High Incidence of Asymptomatic Phase I IgG Seroconversion After an Acute Q Fever Episode: Implications for Chronic Q Fever Diagnosis

Background The aim of this study was to describe the natural history of acute Q fever, including its clinical and serological evolution and progression to chronic Q fever. Methods Observational cohort study (January 2011-September 2020) performed at Valme University Hospital (Seville, Spain). Inclusion criteria: (1) patients aged >= 18 years; (2) acute Q fever diagnosis, defined as suggestive symptoms in the presence of phase II immunoglobulin G (IgG) titer >1:256; (3) at least 6 months' follow-up after the acute Q fever episode. The incidence of seroconversion to a chronic Q fever serological pattern, defined as phase I IgG titers >= 1:1024 6 months after acute Q fever diagnosis, was assessed. Results During the study period, 117 patients were included. Thirty-four (29%) patients showed phase I IgG titers >= 1:1024 6 months after acute Q fever diagnosis. All patients with classic serological criteria for chronic Q fever diagnosis remained asymptomatic despite no specific treatment, with a median (quartile 1-quartile 3 [Q1-Q3]) follow-up of 26.5 (14-44) months in this subgroup. No cases of Q fever endocarditis nor other persistent focalized infection forms were observed during the study period. Conclusions A significant proportion of acute Q fever patients develop classic serological criteria for chronic Q fever diagnosis in the absence of additional data of chronic Q fever.
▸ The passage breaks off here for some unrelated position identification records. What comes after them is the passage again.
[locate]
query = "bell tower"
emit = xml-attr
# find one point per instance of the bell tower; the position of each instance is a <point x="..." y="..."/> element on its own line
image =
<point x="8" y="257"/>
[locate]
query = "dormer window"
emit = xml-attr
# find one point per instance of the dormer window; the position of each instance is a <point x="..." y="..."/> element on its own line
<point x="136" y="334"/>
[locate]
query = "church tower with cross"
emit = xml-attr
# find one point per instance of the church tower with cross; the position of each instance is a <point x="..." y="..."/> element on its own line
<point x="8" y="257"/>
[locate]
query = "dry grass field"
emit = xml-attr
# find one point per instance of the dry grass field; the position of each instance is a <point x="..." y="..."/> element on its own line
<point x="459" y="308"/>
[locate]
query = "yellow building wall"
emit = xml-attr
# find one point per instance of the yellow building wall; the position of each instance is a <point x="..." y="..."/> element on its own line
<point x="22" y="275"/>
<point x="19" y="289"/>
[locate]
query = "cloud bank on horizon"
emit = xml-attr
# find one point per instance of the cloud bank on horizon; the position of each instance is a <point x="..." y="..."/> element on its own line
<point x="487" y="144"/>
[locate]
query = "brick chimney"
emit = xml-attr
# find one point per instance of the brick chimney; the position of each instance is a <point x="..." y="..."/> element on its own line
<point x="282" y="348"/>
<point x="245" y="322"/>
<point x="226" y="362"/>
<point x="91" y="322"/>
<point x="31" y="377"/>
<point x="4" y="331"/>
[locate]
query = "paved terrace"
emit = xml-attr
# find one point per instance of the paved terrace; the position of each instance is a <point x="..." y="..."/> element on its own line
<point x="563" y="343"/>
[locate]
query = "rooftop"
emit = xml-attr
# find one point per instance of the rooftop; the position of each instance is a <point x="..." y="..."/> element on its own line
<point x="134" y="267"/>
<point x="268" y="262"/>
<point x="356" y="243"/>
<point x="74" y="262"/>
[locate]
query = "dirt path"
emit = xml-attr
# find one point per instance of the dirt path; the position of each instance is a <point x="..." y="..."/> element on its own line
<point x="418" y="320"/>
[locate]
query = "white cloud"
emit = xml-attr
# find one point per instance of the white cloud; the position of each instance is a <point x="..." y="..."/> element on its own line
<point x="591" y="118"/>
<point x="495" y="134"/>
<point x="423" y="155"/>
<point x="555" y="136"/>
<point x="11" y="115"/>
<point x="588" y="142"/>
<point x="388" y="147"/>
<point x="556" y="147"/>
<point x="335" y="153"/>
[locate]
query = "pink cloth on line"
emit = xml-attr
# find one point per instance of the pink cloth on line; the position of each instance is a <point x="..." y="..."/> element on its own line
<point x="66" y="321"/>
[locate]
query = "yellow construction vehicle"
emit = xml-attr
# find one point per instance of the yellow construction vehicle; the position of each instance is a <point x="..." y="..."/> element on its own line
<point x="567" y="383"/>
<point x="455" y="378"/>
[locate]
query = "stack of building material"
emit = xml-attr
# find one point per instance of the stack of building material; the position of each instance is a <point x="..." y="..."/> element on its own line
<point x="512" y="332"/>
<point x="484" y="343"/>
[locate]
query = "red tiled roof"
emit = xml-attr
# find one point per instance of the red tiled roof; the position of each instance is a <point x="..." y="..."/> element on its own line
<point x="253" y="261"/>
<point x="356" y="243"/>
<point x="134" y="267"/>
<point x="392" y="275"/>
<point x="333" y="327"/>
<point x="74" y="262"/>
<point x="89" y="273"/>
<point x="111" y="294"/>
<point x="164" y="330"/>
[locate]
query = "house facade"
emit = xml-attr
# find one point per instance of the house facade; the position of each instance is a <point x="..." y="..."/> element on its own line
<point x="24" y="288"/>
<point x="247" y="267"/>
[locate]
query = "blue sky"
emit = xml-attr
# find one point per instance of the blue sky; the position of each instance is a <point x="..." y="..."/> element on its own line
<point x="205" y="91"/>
Consequently, phase I IgG cutoff titers >1:800 should not be used as a criterion to consider such a diagnosis. The incidence of persistent focalized infection forms after acute Q fever is extremely low and does not justify the use of prophylaxis strategies. Thirty-four of 117 acute Q fever patients developed classic serological criteria for chronic Q fever diagnosis without other data of such a diagnosis. Consequently, phase I IgG titers >1:800 should not be used as a chronic Q fever diagnosis criterion.